India's motor insurance claims process has a structural trust failure. A workshop quotes ₹85,000 for repairs. The surveyor approves ₹48,000. The insurer settles at the surveyor's number. The policyholder pays ₹37,000 out of pocket and has no recourse. The gap isn't a bug - it's the system working as designed. Every piece of evidence is created unilaterally by a party with financial skin in the game. Workshops inflate bills by 20-40%. Surveyors face pressure from insurers who assign them repeat work. Insurers benefit from lower estimates. Four parties, four truths, zero shared record.

Key Decisions

  • Blockchain over a centralized database - and here's why.
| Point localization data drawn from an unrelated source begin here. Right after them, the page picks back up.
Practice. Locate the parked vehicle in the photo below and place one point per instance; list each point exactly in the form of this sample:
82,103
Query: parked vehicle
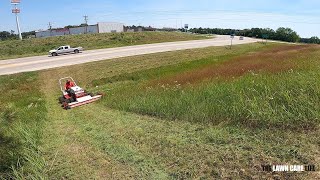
64,50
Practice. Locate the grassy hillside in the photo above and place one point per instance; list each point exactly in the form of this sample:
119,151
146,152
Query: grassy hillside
41,46
204,113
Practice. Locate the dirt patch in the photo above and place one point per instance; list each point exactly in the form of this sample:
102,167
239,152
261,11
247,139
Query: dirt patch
281,58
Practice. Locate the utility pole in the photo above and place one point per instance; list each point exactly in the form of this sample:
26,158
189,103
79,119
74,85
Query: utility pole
86,23
231,37
50,28
16,11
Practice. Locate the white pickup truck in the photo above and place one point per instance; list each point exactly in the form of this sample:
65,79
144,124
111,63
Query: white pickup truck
64,50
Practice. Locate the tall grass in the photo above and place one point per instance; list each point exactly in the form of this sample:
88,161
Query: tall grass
287,99
22,114
41,46
284,100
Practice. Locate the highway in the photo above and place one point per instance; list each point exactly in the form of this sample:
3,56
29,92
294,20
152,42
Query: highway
36,63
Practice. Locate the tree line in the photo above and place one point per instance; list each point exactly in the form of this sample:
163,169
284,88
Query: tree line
282,34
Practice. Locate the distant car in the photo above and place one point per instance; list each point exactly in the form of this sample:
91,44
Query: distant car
64,50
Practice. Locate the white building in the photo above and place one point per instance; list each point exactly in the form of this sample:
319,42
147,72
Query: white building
101,27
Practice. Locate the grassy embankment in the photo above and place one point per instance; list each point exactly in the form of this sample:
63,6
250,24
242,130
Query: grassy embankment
41,46
22,116
233,111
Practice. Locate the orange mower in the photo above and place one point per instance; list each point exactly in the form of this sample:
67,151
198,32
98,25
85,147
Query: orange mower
75,96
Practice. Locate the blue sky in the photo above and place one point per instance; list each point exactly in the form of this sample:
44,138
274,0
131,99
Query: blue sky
301,15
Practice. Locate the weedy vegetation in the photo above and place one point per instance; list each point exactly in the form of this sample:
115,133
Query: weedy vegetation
210,113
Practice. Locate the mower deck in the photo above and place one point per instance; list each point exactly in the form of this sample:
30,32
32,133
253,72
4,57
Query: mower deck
84,100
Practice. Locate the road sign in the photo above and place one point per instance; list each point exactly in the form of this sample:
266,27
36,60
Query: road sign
16,11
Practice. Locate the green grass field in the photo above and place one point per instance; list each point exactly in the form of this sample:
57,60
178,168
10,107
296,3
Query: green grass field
209,113
41,46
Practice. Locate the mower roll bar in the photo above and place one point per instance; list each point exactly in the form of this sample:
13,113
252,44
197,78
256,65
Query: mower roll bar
65,78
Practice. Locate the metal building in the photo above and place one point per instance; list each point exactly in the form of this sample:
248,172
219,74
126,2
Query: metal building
101,27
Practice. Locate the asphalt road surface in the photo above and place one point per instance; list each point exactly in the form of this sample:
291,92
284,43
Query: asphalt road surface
36,63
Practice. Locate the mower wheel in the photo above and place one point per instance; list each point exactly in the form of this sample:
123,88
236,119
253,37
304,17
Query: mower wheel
62,100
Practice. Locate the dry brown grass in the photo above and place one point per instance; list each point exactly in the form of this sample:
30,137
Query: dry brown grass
274,60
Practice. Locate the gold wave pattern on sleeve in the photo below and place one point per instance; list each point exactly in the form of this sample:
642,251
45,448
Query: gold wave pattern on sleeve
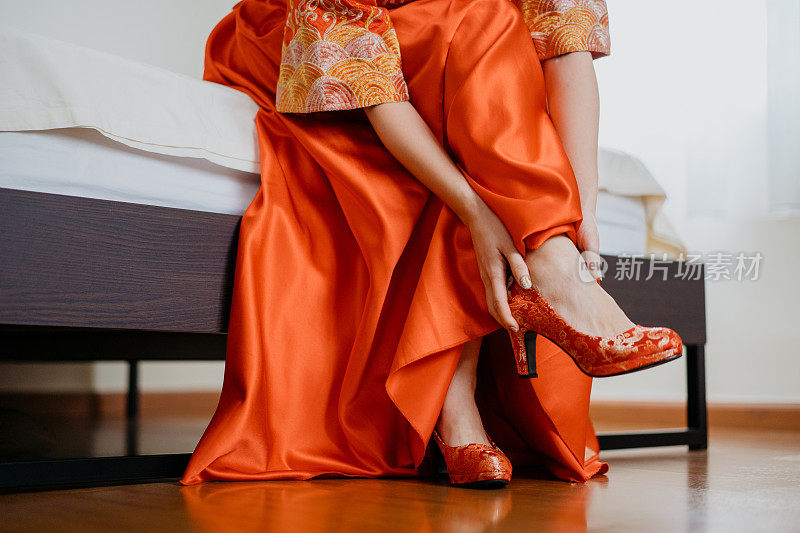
562,26
338,55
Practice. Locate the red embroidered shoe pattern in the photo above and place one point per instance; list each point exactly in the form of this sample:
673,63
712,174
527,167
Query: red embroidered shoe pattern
471,463
634,349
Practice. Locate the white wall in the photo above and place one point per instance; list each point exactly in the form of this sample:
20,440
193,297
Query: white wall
684,90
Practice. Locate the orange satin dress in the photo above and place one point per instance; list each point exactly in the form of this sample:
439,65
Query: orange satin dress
356,287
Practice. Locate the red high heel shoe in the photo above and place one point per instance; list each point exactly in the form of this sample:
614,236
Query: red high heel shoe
475,465
638,348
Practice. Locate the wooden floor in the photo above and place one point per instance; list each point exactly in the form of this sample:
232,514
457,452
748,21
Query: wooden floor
746,481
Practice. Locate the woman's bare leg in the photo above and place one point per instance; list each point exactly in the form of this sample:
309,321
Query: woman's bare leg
459,422
554,270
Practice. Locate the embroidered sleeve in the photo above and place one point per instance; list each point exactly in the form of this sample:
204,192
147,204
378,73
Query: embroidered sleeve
338,54
562,26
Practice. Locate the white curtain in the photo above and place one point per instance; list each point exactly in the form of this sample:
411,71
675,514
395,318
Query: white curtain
707,94
783,106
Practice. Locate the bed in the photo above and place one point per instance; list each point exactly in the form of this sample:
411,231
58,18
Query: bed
121,190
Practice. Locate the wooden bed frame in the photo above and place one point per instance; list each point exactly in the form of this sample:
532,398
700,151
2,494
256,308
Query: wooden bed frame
96,280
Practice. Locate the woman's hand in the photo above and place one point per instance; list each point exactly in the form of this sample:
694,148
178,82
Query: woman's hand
589,245
493,248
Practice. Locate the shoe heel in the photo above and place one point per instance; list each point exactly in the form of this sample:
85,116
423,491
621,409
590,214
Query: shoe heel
524,344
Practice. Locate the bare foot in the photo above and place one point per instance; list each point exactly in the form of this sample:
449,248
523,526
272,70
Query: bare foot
584,305
459,422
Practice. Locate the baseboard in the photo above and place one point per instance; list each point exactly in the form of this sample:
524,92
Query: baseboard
605,414
611,415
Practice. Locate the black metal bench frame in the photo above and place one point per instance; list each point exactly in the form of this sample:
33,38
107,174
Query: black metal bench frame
95,280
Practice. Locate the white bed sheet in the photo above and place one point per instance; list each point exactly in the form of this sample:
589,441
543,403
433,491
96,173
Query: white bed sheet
52,85
83,162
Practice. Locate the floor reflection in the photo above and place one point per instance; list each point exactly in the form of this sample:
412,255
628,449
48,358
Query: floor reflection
396,505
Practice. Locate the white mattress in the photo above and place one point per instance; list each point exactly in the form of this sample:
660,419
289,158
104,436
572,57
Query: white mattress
83,162
83,122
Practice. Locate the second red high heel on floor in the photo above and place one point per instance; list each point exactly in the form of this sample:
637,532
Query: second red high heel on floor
638,348
475,465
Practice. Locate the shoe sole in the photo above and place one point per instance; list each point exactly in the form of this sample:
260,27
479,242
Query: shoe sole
672,357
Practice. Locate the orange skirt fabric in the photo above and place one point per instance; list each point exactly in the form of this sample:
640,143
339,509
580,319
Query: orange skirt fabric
356,287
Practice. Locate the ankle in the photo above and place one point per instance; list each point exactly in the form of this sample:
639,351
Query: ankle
555,262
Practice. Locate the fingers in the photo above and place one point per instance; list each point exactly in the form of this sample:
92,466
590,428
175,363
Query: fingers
519,268
497,297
A SaaS platform would solve the UX problem but not the trust problem. If the insurer builds the system, workshops won't trust it. If a startup builds it, insurers won't accept it as evidence. Five conditions all had to be true for blockchain to be the right call: low trust between independent parties, no politically acceptable single owner, shared mutable state across the claim lifecycle, legal consequences where tamper-evidence matters (admissible under BSA 2023 Section 63), and measurable value from disintermediation. All five were met.
  • AI as a core pillar, not a post-launch feature. Without an independent damage estimate, ClaimChain is just a timestamping tool. The AI assessment - a neutral "third opinion" biased neither by workshop inflation nor surveyor filtering - is what gives the evidence certificate negotiating power. We used GPT-4o Vision for damage assessment with a separate judge model (Claude Sonnet) to avoid self-evaluation bias, and built a three-tier evaluation strategy: rubric scoring, automated assertion checks, and human eval against real surveyor estimates. Ran 4 prompt versions against a 17-case golden dataset before deploying — measuring cost overlap with ground truth, severity calibration, hallucination rate, and edge-case safety.

What I Shipped

  • A workshop owner opens the app, uploads 2+ damage photos, and gets back a Damage Evidence Certificate in under 90 seconds. Behind the scenes: each photo is hashed with timestamp, GPS, and device ID, then anchored to Polygon Amoy via Merkle tree batching. The AI analyzes damage and generates an independent repair estimate. The certificate is shareable with surveyors and insurers as tamper-proof documentation.
  • The blockchain is invisible to users. They see a green checkmark saying "Tamper-proof, verified" with a link to verify on-chain. That was a deliberate design choice - the technology matters for system integrity, but the user experience should hide it completely.
  • Live at claimchain-mvp.vercel.app

Results

  • Shipped a fully functional MVP with AI damage assessment, blockchain verification, and certificate generation. The product demonstrates the full flow: photo upload → AI analysis → blockchain anchoring → shareable Damage Evidence Certificate.

Reflection

I had a blockchain course in my program, but building ClaimChain is what made it click. Implementing Merkle tree batching and anchoring hashes to Polygon Amoy took it from theory to something I could reason about at a system design level. On the AI side, this project was my starting point for thinking seriously about evaluation. It's easy to ship an AI feature that works in a demo - getting it to produce consistent, defensible output across messy real-world inputs is a different problem. Iterating across 4 prompt versions taught me that prompt engineering hits a floor (some failure modes are model-level, not prompt-level), and that judge calibration matters as much as the prompts themselves. That's where I started building the habit of treating eval as a product concern, not an afterthought.